Big Data Terminologies Everyone Should Understand
For people who are completely new to the field of Big Data, it can be a very intimidating experience. In this scenario a few basic concepts and key terms in this field can help to impress anyone.
An algorithm may be considered to be a mathematical formula. It can also be statistical process. It is generally used to perform an analysis of a data. It is related to big data. Algorithm is a generic term that can be applied to many other fields. However, big data made this term contemporary as well as popular.
A company for credit cards sends a statement at the end of the year with details of all the transactions that have been made. At times, one may have the need to understand the total percentage of money spent on clothes, food or any other aspect. This calculation will become a part of analytics. Some insight is drawn from the raw data that is available at hand. This insight can also help in making informed decisions for the upcoming year. This is known as analytics for big data. Hence, such analytics involves making a number of inferences as well as processes of story telling with very large data sets. Analytics can be of three different types.
Dividing the transactions made on a credit card such that around twenty five percent is considered to be spent on food, twenty percent is spent on entertainment and thirty five percent is spent on clothing, it can be considered to be descriptive analytics. However, calculations for such analytics can be done in much more detail.
At times on analyzing the history of a credit card over a period of five years, a consistent split can be made. This split can also be used to make a safe prediction about the upcoming years. Here, it is not about predicting future trends. Rather, it is about forecasting certain trends with probabilities of something that may happen in the long run.
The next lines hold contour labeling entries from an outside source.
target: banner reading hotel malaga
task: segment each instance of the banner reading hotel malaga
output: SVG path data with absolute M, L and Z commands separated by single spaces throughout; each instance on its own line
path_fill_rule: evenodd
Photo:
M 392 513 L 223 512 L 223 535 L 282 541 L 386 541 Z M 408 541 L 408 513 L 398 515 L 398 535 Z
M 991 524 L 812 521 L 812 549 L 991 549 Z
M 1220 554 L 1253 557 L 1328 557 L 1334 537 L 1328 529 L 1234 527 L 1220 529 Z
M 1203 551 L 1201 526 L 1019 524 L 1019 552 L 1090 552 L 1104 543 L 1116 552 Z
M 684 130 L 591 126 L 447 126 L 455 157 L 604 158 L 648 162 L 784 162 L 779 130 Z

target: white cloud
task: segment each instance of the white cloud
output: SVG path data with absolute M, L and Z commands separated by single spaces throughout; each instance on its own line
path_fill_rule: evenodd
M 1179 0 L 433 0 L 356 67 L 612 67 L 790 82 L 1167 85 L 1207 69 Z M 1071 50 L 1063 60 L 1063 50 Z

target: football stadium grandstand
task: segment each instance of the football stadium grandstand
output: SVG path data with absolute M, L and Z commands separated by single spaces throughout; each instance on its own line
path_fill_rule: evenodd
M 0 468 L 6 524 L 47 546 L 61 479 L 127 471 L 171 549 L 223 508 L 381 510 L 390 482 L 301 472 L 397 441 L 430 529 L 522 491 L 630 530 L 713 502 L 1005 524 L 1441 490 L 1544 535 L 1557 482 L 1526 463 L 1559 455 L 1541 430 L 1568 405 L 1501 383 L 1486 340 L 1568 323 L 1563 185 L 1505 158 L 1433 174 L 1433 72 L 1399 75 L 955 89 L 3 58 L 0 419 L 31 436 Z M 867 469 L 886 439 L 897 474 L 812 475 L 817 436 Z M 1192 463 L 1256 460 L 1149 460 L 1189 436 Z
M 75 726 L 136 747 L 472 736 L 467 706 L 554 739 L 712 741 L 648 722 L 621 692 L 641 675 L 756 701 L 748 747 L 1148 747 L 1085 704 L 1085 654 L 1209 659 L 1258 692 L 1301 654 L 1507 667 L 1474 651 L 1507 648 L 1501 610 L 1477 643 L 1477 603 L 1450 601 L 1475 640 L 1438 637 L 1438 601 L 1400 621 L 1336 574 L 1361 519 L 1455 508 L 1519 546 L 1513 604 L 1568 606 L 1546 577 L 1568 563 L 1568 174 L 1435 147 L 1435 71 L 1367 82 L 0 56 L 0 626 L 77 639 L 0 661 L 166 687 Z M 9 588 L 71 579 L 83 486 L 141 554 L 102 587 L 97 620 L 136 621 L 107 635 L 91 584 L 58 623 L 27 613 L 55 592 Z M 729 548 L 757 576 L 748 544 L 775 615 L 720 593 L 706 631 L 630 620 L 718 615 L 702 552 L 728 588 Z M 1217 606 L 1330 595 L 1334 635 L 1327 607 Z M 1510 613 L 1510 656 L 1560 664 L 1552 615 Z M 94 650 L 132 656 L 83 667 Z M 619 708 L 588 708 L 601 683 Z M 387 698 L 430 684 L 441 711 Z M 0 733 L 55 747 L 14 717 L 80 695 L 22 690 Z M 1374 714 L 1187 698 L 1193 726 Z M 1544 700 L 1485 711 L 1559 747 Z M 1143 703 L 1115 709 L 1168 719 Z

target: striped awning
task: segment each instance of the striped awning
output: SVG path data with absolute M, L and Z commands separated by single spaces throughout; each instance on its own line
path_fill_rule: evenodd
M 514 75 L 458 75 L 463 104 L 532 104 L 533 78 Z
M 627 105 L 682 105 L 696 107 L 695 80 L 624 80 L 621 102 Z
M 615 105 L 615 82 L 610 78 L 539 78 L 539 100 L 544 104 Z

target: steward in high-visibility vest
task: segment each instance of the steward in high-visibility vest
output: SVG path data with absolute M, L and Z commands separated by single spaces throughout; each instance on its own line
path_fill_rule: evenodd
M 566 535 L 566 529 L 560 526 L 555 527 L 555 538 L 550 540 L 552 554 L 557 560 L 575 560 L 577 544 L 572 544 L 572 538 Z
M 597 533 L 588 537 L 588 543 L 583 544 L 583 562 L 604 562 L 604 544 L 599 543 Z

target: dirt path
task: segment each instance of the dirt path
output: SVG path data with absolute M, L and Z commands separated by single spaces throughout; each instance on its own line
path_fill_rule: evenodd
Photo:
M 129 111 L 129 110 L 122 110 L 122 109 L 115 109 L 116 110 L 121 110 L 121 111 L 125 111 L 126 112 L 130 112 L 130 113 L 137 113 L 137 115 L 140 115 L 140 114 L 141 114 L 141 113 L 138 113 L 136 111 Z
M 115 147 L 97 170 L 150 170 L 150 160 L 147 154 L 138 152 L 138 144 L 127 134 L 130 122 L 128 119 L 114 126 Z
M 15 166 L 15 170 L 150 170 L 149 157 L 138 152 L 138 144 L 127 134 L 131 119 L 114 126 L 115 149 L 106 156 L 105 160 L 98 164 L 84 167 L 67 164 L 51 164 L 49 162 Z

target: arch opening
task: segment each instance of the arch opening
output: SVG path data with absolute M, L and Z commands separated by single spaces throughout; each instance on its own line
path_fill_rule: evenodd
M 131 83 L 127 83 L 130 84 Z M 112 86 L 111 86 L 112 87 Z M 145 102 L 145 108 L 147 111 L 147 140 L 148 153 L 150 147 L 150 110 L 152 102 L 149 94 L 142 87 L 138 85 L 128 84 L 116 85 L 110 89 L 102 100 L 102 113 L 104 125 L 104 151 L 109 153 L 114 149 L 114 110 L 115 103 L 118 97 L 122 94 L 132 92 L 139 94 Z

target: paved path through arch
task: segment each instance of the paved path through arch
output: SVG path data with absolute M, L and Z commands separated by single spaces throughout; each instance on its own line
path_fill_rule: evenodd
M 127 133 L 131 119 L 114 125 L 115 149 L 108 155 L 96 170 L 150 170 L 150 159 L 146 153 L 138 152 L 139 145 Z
At times, in such predictive analytics technique for big data scientists make use of a number of advanced techniques such as machine learning, statistical processes that are quiet advanced in order to forecast the weather and economic changes among others.
At times, with the help of transactions of credit cards a target for a particular spending can be established in order to make a greater impact on the overall spending. This type of an analytics builds on a predictive analytics routine through the inclusion of certain actions and then analyzing the final outcomes in order to predict a best category to be targeted in order to reduce the overall expenditure. This type of a big data can be extended in many different ways. Executive make use of such big data in order to make data driven and highly informed decisions by simply studying the impacts of the different actions which they have in front of them.
The processing of batch data has been popular for a very long time. However, it became particularly significant when big data began to deal with very large sets of data. This is a very efficient manner of processing of efficient information and very high volumes of the data. For this information regarding a group of transactions need to be collected over a span of time. The platform for Hadoop is based on this function.
This is a very popular database that is open source. It is a system of management that is managed by the software foundation at Apache. In fact, Apache can be given the credit of many of the technologies related to big data. This particular platform was invented in order to take care of very large volumes of data over a number of servers.
Cloud Computing has been a very popular option for many. It is a software as well as data that may be hosted on remote servers while running on such servers too. Such data or software can be accessed from anywhere through the internet.
This is a fancy term for a set of computers that comprise of a group of pooled resources including multiple servers. It has nodes, load balancing and so on.